Groups > comp.lang.python > #24467 > unrolled thread

Frustrating circular bytes issue

Started by	J <dreadpiratejeff@gmail.com>
First post	2012-06-26 12:30 -0400
Last post	2012-06-26 19:33 +0200
Articles	2 — 2 participants

Back to article view | Back to comp.lang.python

  Frustrating circular bytes issue J <dreadpiratejeff@gmail.com> - 2012-06-26 12:30 -0400
    Re: Frustrating circular bytes issue Hans Mulder <hansmu@xs4all.nl> - 2012-06-26 19:33 +0200

#24467 — Frustrating circular bytes issue

From	J <dreadpiratejeff@gmail.com>
Date	2012-06-26 12:30 -0400
Subject	Frustrating circular bytes issue
Message-ID	<mailman.1518.1340728239.4697.python-list@python.org>

This is driving me batty... more enjoyment with the Python3
"Everything must be bytes" thing... sigh...
I have a file that contains a class used by other scripts.  The class
is fed either a file, or a stream of output from another command, then
interprets that output and returns a set that the main program can
use...  confusing, perhaps, but not necessarily important.

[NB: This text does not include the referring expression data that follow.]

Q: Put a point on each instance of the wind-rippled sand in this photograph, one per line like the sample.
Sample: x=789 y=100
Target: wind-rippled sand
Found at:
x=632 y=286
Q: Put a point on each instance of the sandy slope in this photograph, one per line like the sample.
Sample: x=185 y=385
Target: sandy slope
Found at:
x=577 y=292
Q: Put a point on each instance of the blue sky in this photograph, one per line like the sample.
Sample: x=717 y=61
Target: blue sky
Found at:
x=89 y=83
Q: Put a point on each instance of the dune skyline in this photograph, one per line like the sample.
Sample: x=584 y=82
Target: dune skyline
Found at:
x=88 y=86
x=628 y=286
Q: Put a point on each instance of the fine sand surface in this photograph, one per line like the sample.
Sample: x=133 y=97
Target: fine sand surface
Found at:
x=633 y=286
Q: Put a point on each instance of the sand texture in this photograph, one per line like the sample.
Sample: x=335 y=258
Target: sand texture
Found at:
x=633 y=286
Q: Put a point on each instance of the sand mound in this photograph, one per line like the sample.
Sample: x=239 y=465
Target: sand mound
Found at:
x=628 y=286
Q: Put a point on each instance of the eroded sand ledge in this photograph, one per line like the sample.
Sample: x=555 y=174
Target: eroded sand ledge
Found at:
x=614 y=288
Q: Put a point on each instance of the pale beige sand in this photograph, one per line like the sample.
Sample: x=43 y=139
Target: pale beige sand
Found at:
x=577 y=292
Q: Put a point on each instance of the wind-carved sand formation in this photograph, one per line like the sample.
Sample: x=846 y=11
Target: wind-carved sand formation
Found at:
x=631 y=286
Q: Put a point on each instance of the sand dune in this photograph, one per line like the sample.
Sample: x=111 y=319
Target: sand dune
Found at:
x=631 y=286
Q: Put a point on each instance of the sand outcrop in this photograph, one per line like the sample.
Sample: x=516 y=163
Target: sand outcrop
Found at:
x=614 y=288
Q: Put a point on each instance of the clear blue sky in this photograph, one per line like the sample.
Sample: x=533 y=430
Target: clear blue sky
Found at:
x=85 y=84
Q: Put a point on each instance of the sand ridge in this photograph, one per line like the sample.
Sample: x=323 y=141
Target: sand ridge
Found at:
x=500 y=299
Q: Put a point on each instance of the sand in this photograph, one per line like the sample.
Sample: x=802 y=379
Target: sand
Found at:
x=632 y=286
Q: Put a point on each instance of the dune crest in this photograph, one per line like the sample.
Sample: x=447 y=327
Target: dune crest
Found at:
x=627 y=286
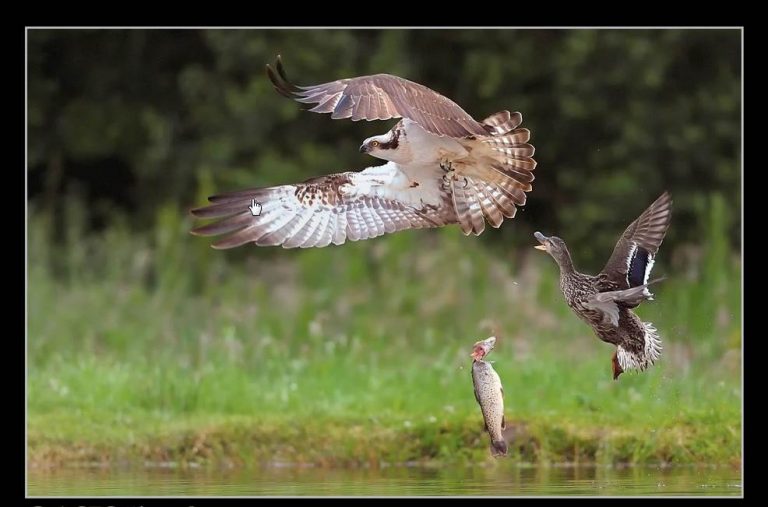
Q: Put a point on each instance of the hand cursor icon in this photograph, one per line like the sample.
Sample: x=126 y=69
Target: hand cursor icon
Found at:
x=255 y=208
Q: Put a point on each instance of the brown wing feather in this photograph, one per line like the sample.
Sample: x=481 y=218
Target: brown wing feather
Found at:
x=647 y=232
x=315 y=213
x=380 y=97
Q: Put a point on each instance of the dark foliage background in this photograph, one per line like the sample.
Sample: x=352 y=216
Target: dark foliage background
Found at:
x=131 y=120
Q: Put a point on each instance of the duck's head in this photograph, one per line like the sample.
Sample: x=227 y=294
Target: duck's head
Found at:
x=554 y=246
x=483 y=348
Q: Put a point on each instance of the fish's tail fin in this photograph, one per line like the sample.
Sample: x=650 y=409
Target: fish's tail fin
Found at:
x=498 y=448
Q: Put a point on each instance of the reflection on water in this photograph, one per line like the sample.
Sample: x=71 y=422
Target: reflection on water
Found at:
x=502 y=479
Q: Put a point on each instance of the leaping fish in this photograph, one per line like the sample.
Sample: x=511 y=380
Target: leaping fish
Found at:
x=489 y=395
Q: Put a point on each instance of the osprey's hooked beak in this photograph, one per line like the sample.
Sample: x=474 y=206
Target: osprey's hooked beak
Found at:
x=543 y=240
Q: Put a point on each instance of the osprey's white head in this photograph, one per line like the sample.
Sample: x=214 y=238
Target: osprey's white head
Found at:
x=390 y=146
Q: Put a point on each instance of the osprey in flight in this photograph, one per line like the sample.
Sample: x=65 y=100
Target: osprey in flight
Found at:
x=444 y=167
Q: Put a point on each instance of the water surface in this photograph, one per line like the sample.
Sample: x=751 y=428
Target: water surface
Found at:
x=498 y=479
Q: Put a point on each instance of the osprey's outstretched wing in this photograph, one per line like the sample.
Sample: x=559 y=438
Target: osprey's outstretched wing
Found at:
x=324 y=210
x=381 y=97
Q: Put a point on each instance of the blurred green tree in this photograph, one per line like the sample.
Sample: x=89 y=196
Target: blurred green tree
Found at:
x=131 y=121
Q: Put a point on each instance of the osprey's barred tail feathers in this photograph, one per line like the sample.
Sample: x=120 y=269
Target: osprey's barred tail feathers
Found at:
x=492 y=190
x=493 y=200
x=514 y=148
x=645 y=357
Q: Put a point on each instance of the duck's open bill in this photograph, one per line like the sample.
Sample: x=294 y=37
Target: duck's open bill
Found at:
x=542 y=239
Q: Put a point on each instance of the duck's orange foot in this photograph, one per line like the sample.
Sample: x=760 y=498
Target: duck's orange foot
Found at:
x=617 y=370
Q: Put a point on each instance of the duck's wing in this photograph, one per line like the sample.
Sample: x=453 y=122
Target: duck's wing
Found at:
x=633 y=257
x=608 y=303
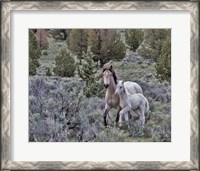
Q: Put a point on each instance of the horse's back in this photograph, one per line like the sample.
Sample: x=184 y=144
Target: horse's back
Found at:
x=132 y=87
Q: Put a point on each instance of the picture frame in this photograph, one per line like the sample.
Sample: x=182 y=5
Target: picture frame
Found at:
x=8 y=7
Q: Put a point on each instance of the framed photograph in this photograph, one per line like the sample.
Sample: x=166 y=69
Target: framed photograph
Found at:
x=100 y=85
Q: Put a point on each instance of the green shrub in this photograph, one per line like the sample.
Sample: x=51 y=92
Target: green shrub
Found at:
x=134 y=38
x=65 y=64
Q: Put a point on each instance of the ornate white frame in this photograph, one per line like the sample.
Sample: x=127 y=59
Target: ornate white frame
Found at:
x=7 y=6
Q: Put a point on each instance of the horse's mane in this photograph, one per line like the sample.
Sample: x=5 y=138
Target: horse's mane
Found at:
x=113 y=73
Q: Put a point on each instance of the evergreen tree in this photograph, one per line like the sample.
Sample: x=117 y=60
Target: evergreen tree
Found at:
x=134 y=38
x=65 y=64
x=77 y=42
x=152 y=45
x=42 y=38
x=163 y=66
x=87 y=71
x=34 y=53
x=106 y=45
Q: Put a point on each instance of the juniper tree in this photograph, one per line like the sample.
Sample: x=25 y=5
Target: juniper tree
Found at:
x=42 y=38
x=134 y=38
x=77 y=42
x=106 y=45
x=65 y=64
x=152 y=45
x=88 y=72
x=34 y=53
x=163 y=66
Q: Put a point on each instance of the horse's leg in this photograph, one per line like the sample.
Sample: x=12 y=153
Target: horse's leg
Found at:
x=124 y=111
x=107 y=108
x=127 y=119
x=118 y=110
x=142 y=116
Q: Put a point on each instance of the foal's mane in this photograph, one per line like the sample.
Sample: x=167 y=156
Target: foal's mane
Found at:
x=113 y=73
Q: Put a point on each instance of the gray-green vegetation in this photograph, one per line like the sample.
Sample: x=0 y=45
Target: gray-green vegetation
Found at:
x=68 y=106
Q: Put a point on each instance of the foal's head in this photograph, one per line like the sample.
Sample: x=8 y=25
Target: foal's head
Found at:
x=120 y=88
x=108 y=74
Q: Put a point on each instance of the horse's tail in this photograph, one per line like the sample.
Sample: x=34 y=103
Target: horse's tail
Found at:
x=147 y=106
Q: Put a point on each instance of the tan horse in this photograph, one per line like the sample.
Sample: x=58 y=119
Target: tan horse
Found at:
x=112 y=99
x=130 y=102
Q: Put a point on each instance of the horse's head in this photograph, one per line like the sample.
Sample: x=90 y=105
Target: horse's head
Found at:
x=108 y=74
x=120 y=87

The class is created and then called with the load_filename method:


 def load_filename(self, filename):
        logging.info("Loading elements from filename: %s", filename)

        file = open(filename, "rb", encoding="utf-8")
        return self.load_file(file, filename)

As you can see, this calls the load_file method, by passing the
filehandle and filename (in common use, filename is actually an
IOStream object).

load_file starts out like this:


def load_file(self, file, filename="<stream>"):
        elements = []
        for string in self._reader(file):
            if not string:
                break

            element = {}


Note that it now calls the private _reader() passing along the
filehandle further in.  THIS is where I'm failing:

This is the private _reader function:


def _reader(self, file, size=4096, delimiter=r"\n{2,}"):
        buffer_old = ""
        while True:
            buffer_new = file.read()
            print(type(buffer_new))
            if not buffer_new:
                break
            lines = re.split(delimiter, buffer_old + buffer_new)
            buffer_old = lines.pop(-1)

            for line in lines:
                yield line

        yield buffer_old


(the print statement is something I put in to verify the problem.

So stepping through this, when _reader executes, it executes read() on
the opened filehandle.  Originally, it read in 4096 byte chunks, I
removed that to test a theory.  It creates buffer_new with the output
of the read.

Running type() on buffer_new tells me that it's a bytes object.

However no matter what I do:

file.read().decode()
buffer_new.decode() in the lines = re.split() statement
buffer_str = buffer_new.decode()

I always get a traceback telling me that the str object has no decoe() method.

If I remove the decode attempts, I get a traceback telling me that it
can't implicitly convert a bytes_object to a str object.

So I'm stuck in a vicious circle and can't see a way out.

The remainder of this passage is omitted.